Na década de 1990 tivemos um período de resistência contra essa
hegemonia que era tão forte. Os movimentos sociais foram determinantes
nessa época. Depois, surgiram governos alternativos. Era a hora de
passar da resistência à disputa de hegemonia. Na época, a hegemonia
dominante no Fórum Social Mundial era a das ONGs, tanto assim que se
teorizou e os movimentos sociais entraram nessa sobre a ‘autonomia dos
movimentos sociais’. Autonomia em relação a quê? A gente falava antes
de maneira ampla em autonomia em relação à burguesia e etc... Agora,
autonomia em relação à política? A ONG sim, nasceu como sociedade
civil conquistada. Os movimentos sociais entrarem nessa foi uma
loucura. O movimento piquetero acabou na Argentina.

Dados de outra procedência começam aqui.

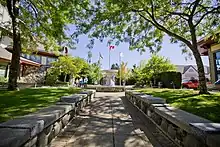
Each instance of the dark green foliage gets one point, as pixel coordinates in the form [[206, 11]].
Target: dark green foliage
[[167, 78], [205, 105]]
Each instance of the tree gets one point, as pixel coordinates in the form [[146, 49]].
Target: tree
[[115, 66], [35, 22], [156, 65], [95, 73], [123, 71], [143, 23]]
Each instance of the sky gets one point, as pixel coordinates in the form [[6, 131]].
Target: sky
[[171, 51]]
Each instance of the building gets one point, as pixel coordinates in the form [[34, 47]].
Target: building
[[211, 48], [37, 60], [190, 71]]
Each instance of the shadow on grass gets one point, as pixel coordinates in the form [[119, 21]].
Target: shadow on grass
[[19, 103], [206, 106]]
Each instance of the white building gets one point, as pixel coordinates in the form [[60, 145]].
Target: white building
[[190, 71]]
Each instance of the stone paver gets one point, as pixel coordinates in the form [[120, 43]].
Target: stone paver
[[105, 123]]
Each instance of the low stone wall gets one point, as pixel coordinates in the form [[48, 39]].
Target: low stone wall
[[100, 88], [39, 128], [183, 128]]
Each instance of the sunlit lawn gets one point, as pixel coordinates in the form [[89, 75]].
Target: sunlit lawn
[[207, 106], [18, 103]]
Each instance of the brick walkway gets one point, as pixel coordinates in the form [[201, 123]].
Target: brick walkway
[[105, 123]]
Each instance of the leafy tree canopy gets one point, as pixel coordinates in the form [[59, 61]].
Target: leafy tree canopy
[[143, 23], [67, 65], [156, 65]]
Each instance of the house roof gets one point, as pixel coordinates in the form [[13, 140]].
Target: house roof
[[6, 56]]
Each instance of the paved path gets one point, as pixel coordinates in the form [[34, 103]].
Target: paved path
[[105, 123]]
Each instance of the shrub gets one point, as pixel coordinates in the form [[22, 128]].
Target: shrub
[[167, 78]]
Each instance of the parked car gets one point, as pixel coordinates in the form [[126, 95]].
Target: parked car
[[190, 84]]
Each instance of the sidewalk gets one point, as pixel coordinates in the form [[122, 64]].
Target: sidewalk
[[104, 123]]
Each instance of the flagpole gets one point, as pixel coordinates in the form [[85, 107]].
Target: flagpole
[[109, 58], [120, 68]]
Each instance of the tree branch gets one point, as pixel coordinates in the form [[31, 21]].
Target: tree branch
[[162, 28], [196, 3], [9, 7], [203, 16]]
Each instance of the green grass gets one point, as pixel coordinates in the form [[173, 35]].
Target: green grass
[[19, 103], [206, 106]]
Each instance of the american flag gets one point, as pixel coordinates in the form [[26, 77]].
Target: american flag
[[111, 47]]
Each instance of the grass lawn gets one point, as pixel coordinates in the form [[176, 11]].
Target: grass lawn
[[206, 106], [18, 103]]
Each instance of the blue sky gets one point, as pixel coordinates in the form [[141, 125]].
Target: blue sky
[[171, 51]]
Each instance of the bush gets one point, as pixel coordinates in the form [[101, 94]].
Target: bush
[[168, 77]]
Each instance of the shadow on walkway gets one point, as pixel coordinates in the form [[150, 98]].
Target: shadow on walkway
[[105, 123]]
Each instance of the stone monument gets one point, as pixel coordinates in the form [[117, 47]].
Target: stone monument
[[109, 77]]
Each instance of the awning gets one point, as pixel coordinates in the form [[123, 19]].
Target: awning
[[6, 56]]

Os zapatistas
buscaram emancipar Chiapas, independente da luta política no México,
são contra até o PRD e as soluções moderadas, em nome da ‘autonomia
dos movimentos sociais’. Isso é algo pré-gramsciano. É não disputar a
hegemonia. Então, foi fundamental os movimentos bolivianos se
reunirem. Derrubaram cinco governos na Bolívia, criaram um partido
para disputar a presidência, dando um salto de qualidade. Quem está,
mal ou bem, construindo um outro mundo possível são os governos
latino-americanos. O FSM devia ser o lugar onde os governos com os
movimentos sociais sejam os pontos centrais dessa alternativa.